Soal Pengen dan Kepinginan
"Kalau aku dulu penasaran, Truk. Misal Kiai gitu yah, dia itu masih punya rasa pengen gitu nggak sih? Sampai-sampai aku bertanya pada dua guruku. Guru pertama menggambarkan bahwa Kiai itu mirip ama orang naik motor. Tinggal lihat aturan. Pokoknya singkatnya Kiai itu harus bisa injak rem. Jadi waktu pengen...ini dalam aturan bagaimana? Kalau melanggar, ya lekas injak rem. Sementara guru yang lain berkata bahwa semua orang selain Kanjeng Nabi, itu punya rasa pengen, pada apapun itu, tak terkecuali siapa dia. Dari situ pula ia selalu mewanti-wanti untuk tak benar-benar mengikuti jalannya, karena apa? Lhoo, barangkali salah juga. Ia selalu berkata, ikutilah jalan Kanjeng Nabi. Jadi pada akhirnya aku tau, dan jadi ndak kagetan misal di TV kok ada berita si A begini dan begono. Heuheuheu."
"Sek-sek, ikutilah jalan Kanjeng Nabi, lha emang kamu ndak tanya to, Gong? Lha lewat mana? Kan kita udah nggak sejaman sama Kanjeng Nabi? Kalau tanya orang, bagaimana kalau orang itu juga salah jalan? Susah ini. Kalau aku penasarannya sama diri ini, tapi sek, antara Aku, aku, ku milikku, milik ku, diri, diri ku, dll, ini menurutku beda loh, Gong? Jadi kalau mau ngomongin rasa penasaranku, kita harus se-spektrum dulu."

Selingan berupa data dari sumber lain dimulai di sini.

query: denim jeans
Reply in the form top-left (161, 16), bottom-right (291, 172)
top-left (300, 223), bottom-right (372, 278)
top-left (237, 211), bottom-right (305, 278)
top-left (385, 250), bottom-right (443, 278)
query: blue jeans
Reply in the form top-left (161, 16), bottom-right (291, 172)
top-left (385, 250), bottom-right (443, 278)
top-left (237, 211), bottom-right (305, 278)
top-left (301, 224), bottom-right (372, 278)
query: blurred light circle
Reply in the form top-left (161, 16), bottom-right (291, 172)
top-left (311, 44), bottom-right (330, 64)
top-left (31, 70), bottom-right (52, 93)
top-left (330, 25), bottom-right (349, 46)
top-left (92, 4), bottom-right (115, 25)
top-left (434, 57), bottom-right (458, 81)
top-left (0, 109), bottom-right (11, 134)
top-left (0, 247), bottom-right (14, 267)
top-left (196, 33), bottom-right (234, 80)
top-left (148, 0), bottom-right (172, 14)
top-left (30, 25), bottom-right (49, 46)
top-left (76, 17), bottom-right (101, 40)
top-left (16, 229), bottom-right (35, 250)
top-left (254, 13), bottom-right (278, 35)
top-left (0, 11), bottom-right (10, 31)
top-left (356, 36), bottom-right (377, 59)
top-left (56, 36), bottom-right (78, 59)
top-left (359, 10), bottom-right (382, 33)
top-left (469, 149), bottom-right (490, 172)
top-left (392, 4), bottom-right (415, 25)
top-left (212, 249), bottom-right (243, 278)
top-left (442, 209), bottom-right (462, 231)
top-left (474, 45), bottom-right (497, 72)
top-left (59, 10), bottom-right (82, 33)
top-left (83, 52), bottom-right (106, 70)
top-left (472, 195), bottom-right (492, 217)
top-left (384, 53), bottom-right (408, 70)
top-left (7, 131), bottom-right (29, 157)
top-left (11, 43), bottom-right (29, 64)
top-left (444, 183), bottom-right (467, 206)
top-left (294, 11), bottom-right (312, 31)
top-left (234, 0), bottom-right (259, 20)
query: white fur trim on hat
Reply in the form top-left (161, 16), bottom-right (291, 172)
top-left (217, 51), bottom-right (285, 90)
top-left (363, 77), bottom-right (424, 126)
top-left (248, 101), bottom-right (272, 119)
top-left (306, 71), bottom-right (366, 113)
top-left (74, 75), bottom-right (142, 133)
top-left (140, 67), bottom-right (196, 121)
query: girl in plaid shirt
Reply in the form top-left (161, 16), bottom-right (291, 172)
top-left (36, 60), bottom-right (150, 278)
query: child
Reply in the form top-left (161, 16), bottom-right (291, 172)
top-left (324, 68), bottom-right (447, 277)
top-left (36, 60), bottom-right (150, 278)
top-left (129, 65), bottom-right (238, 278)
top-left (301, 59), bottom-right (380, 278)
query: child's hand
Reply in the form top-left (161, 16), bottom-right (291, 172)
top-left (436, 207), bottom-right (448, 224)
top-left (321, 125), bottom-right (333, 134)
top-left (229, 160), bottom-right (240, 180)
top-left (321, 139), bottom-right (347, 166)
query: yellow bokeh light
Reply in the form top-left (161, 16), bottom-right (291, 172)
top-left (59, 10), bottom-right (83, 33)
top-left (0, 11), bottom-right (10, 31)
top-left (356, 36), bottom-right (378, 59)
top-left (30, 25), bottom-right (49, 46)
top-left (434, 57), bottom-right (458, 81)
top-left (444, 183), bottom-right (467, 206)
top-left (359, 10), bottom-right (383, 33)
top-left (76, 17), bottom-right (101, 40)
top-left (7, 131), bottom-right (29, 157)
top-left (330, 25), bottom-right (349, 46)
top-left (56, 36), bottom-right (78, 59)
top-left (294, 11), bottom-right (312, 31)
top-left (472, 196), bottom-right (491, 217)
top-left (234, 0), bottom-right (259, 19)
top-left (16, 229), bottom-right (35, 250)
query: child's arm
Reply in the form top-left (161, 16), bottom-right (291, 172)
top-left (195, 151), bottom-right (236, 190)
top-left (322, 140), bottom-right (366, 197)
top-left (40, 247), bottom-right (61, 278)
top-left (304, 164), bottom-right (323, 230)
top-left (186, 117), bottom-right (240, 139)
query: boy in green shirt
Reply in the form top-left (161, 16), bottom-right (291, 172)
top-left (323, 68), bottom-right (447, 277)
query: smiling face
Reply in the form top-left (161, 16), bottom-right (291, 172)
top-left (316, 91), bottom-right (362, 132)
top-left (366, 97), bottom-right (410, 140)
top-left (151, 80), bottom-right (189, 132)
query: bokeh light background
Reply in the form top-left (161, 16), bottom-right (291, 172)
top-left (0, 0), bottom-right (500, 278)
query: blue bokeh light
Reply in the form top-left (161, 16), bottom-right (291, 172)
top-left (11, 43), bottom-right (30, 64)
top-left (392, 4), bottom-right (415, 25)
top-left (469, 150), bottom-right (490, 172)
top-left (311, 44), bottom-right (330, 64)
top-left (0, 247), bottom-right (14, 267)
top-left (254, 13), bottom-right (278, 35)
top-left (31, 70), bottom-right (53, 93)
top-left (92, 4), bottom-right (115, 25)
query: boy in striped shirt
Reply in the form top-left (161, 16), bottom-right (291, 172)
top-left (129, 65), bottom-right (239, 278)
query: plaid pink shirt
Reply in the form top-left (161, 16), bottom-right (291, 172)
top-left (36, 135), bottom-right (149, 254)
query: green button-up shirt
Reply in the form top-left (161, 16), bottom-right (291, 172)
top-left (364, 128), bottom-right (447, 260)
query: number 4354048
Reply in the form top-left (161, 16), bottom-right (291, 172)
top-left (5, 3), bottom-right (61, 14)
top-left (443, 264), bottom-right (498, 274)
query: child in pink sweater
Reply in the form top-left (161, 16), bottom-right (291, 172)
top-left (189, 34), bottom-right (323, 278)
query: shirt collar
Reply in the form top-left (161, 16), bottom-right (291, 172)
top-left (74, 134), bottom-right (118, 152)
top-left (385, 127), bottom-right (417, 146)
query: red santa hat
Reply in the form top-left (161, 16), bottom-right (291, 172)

"Waah, ora, aku sok ora paham'e Truk tentang bab ngono iku. Se-spektrum, tapi frekuensine beda, iki menurutku juga bisa beda tafsir juga nantinya. Aku juga jadi ingat guruku, saat mbedah tafsir, dia juga selalu ngomong, ini tafsir yang sering di pakai orang-orang, dan ini masih ada 30an tafsir lagi yang tak di pakai orang-orang. Makanya, kalau kamu mau nafsirkan versi kamu sendiri, ya boleh, ya sah saja, asal nggak memaksa orang untuk mengikuti tafsirmu, wong kamu bukan siapa-siapa. Asal, tafsirmu berdasarkan rasa cintamu pada Tuhan, bukan yang lain."
Teks asli di publikasikan pada tanggal 14 Juni 2021.